Well I saw so many guys having fun building and showing off their collections that I had to join Bel-Air is a small shop with big dreams.One day there will be a new Bel-Air Garage.Enjoy it


http://s266.photobucket.com/albums/...ir Garage/?action=view&current=DSC00192-1.jpg


http://s266.photobucket.com/albums/...ir Garage/?action=view&current=DSC00193-1.jpg

http://s266.photobucket.com/albums/ii245/Tomhocars/Bel-Air Garage/?action=view&current=DSC00185.jpg


----------



## kiwidave (Jul 20, 2009)

The black flamed 55 is awesome!!


----------



## Bill Hall (Jan 6, 2007)

Love the extended cab hauler Tom!

Are the 3 window deuces available?


----------



## slotcarman12078 (Oct 3, 2008)

Yup!! Them 3 windows look promising!!


----------



## sethndaddy (Dec 4, 2004)

Awesome paint jobs Tom, love that flamed 55


----------



## tomhocars (Oct 19, 2005)

The 32 Deuces are made by Rick Swavely . www.resindude.com a real good guy.


----------



## Hilltop Raceway (Feb 12, 2006)

Quite a nice stable Tom!!! I'm still liking that flamed 55 myself...RM


----------



## XracerHO (Feb 6, 2008)

Awesome Fleet of cars & transport vehicles, Tom!! Thanks for sharing the slideshow. ..RL


----------



## win43 (Aug 28, 2006)

SWEET!!!!! That's some really cool stuff!!!! :thumbsup::thumbsup:


----------



## bobhch (Apr 22, 2007)

*Look at that one...wait that one....ooooh that one too!!!*

Now that is a fun looksky....That little red ramp truck is just fun!

Bob...Have Corvette fever now...zilla


----------



## videojimmy (Jan 12, 2006)

The new Prince of Bel-Air has been crowned!


----------



## roadrner (Jul 21, 1999)

Some great lookers Tom! :thumbsup::thumbsup: rr


----------



## 1scalevolvo (Feb 5, 2004)

Who did those cool flame paint jobs ?


Neal:dude:


----------



## JordanZ870 (Nov 25, 2004)

Thank you for sharing, Tom.
Great looking cars! :thumbsup:


----------



## tomhocars (Oct 19, 2005)

1scalevolvo said:


> Who did those cool flame paint j
> Neal:dude:


Earl Schieb,I'll paint any car $19.95


----------



## Bill Hall (Jan 6, 2007)

tomhocars said:


> Earl Schieb,I'll paint any car $19.95


...leave the windows down!

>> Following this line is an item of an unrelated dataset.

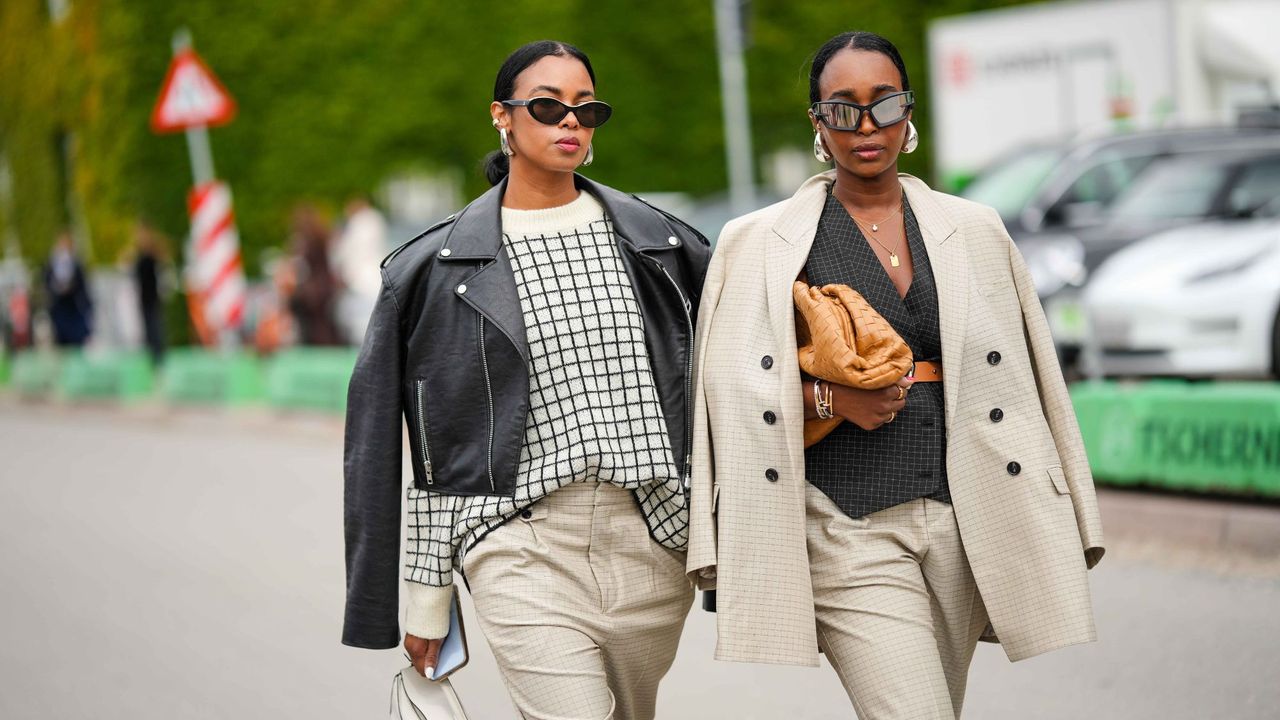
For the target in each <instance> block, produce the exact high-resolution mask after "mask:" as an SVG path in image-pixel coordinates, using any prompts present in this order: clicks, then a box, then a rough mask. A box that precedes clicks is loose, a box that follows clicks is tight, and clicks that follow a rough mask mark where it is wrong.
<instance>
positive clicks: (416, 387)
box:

We'll do the inside for FREE! :thumbsup:


----------



## JordanZ870 (Nov 25, 2004)

Yeah, it was 29.95, and for another twenty, they would lay on double the paint!...Right over bugs and mud and bubblegum.....
Ol Earl was a local celeb! LOL


----------



## Im Paul (Nov 3, 2008)

I'm totally digging on the 55 chevy (blue prints) line drawings.Those are great.The corvettes are cool and that blue Tyco nomad is awesome.


----------



## slotnewbie69 (Dec 3, 2008)

are those jl corvettes?the gs?


----------



## tomhocars (Oct 19, 2005)

Oh no.JL isnt even close.They are resin bodies by Bad dawg.They come unpainted and the rest is up to you.


----------